Is compulsive lying an inherited Cassadine trait? It has to be, considering how often your father has lied to Ava, and how often you've lied to me. Was I not trustworthy enough for you? Did I give you some reason to lie? What did I do for you to make up an entire fake persona? I mean, you've answered those questions and then some whenever I've confronted you on it, and maybe it's a waste for me to harp on it. But it's something I've thought about sometimes, just as much as I've thought about you keeping a girlfriend secret.

It's like a switch flipped with you when Esme found us on the parapet at Wyndemere. You went from this flawed but earnest guy, this scholar of the arts who was always willing to lend an ear, to this cold, arrogant jerk who practically enabled his equally terrible girlfriend. And even then, you still tried to cement that earnest impression of you I had, and the lines got blurred more often than I would've liked them to be.

I'm not sure I've met a man who was more insecure; you went between me and Esme if one of us was "winning" over the other for you. When I was arrested for the revenge porn your then-girlfriend filmed, and nearly had my life ruined, you looked down on me until the last possible second. I'd be lying if I said I didn't find it both admirable and aggravating.

And that's something I keep getting caught up in: I know you mean well. I know your intention isn't to hurt me. You had your own special way of trying to right your wrongs, and as much as I should've just walked away and cut you out, I still give you chance after chance and keep you in my circle.

I'm not going to act like the good in our connection is muddied by the ugly. It's not every day I get to talk out the complexities of hyper-realism with someone who's genuinely interested, and it's pretty comforting to be able to vent about my family drama without judgment or unwanted advice. Those things still exist between us now, an eye in this hurricane we're caught in, and I'll always look at that fondly.

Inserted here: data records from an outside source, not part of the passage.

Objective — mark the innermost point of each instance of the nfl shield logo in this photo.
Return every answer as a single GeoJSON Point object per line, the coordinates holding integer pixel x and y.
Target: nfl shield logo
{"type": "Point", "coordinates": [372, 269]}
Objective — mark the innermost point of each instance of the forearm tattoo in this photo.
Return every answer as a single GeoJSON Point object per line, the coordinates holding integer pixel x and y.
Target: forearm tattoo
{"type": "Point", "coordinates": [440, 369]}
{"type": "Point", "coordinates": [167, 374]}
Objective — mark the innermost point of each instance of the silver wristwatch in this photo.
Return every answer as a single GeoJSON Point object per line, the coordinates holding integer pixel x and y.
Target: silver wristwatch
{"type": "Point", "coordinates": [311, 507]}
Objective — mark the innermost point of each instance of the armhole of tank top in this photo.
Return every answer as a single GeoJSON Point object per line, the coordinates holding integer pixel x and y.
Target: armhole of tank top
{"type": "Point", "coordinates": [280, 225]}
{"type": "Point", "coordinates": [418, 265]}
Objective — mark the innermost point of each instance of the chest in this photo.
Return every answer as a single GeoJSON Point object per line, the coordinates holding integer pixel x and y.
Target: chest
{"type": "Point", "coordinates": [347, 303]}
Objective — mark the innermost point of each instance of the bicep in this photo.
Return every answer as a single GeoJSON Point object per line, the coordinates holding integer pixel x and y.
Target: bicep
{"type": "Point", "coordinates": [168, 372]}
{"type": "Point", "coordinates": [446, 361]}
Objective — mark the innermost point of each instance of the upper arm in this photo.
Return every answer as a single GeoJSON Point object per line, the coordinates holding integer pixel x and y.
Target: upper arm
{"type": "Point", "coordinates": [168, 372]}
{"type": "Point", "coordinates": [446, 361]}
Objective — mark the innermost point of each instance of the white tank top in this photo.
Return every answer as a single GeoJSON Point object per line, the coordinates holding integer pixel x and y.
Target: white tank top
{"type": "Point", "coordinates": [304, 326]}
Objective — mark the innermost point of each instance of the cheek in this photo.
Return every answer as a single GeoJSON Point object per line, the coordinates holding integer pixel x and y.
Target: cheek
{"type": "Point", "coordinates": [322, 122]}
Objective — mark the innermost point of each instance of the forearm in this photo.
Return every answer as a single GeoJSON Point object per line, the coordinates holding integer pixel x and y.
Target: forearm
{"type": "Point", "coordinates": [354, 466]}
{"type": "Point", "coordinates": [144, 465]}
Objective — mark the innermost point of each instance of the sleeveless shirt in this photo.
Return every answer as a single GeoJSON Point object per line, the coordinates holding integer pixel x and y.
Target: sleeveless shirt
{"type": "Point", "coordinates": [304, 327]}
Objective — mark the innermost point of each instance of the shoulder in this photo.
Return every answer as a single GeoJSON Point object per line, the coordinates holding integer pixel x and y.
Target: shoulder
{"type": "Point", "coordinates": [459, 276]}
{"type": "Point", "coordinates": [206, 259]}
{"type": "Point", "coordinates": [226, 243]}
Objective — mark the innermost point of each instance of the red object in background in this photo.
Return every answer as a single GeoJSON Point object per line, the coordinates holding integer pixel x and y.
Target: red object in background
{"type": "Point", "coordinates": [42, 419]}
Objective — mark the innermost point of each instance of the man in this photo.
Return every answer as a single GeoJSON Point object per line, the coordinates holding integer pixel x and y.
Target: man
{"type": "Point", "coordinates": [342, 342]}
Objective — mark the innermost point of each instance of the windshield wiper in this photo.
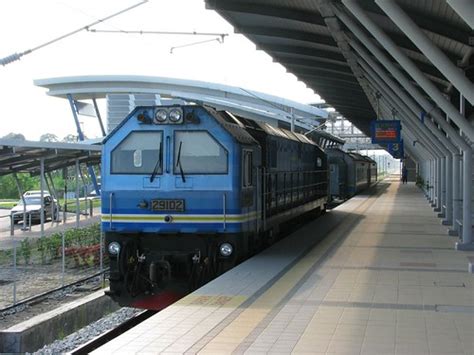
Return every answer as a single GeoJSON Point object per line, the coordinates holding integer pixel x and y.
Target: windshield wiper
{"type": "Point", "coordinates": [158, 164]}
{"type": "Point", "coordinates": [178, 162]}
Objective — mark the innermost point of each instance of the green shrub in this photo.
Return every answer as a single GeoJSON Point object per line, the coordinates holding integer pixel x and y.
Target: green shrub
{"type": "Point", "coordinates": [25, 250]}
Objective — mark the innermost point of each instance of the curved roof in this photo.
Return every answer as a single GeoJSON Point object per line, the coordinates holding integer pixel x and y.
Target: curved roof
{"type": "Point", "coordinates": [302, 35]}
{"type": "Point", "coordinates": [216, 95]}
{"type": "Point", "coordinates": [20, 156]}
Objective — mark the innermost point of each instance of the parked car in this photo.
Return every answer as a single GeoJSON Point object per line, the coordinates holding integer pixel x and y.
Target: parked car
{"type": "Point", "coordinates": [33, 207]}
{"type": "Point", "coordinates": [38, 193]}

But it doesn't change the chaos I was thrown into because of you.

It's not just the blood or the rampant lying, it's the aggression and standoffish behavior you constantly engaged in: you dismissing me when I confronted you over Esme's actions against me, you believing I could be capable of committing such a heinous crime against my friends, you deflecting when I tried to get you to open up to me when I finally went to see you at Pentonville. Just…so much stuff, and I know that there's more that'll come the more you're in my orbit.

This is where we are now.

I've known you for about a year-and-a-half now, and in those 500+ days (a rough estimate), the amount of just…bad moments is double that. I've really tried to look for the good moments, the best in the worst, but it's just given me a lot of grief. I know we've made amends, but I don't think that stops me from being frustrated with your actions while accepting your intentions. Maybe I should've realized I was just "next" after Esme, but I know better than to think of myself as another notch in your belt. I know better than to think so low of you, even though your viciousness has really pushed me to go there.

My feelings for you are intoxicating and messy, and I know I'll be working through them for a while. Maybe now that I've gotten this off my chest, I can leave it behind and pull myself deeper into what you've left me with. Maybe I can finally feel the euphoria in drowning that I was always meant to feel. We'll see.